There are many great threads on how to align structs to the cache line (e.g., Aligning to cache line and knowing the cache line size).
Imagine you have a system with 256B cache line size, and a struct of size 17B (e.g., a tightly packed struct with two uint64_t
and one uint8_t
). If you align the struct to cache line size, you will have exactly one cache line load per struct instance.
For machines with a cache line size of 32B or maybe even 64B, this will be good for performance, because we avoid having to fetch 2 caches lines as we do definitely not cross CL boundaries.

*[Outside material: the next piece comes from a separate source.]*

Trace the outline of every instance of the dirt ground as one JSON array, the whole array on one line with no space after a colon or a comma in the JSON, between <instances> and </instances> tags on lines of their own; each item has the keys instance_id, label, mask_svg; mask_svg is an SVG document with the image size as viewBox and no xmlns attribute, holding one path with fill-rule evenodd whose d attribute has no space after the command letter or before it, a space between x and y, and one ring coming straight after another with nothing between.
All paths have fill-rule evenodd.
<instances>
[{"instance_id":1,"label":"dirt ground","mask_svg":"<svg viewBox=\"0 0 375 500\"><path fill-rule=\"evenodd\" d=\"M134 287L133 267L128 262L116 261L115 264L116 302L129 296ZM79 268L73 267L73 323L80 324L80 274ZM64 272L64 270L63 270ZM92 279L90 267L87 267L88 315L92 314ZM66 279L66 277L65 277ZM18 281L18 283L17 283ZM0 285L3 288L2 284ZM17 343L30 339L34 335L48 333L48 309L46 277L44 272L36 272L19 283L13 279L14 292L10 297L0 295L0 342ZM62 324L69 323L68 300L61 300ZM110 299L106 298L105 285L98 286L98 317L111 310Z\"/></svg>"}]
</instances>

However, on the 256B machine, this wastes lots of memory and results in unnecessary loads when iterating through an array/vector of this struct. In fact, you could store 15 instances of the struct in a single cacheline.
My question is two-fold:
- In C++17 and above, using
alignas
, I can align to cache line size. However, it is unclear to me how I can force alignment in a way that is similar to "put as many instances in a cache line as possible without crossing the cache line boundary, then start at the next cache line". So something like this:
where the upper box is a cache line and the other boxes are instances of our small struct.
- Do I actually want this? I cannot really wrap my head around this. Usually, we say if we align our struct to the cache line size, access will be faster, as we just have to load a single cache line. However, seeing my example, I wonder if this is actually true. Wouldn't it be faster to not be aligned, but instead store many more instances in a single cache line?
Thank you so much for your input here. It is much appreciated.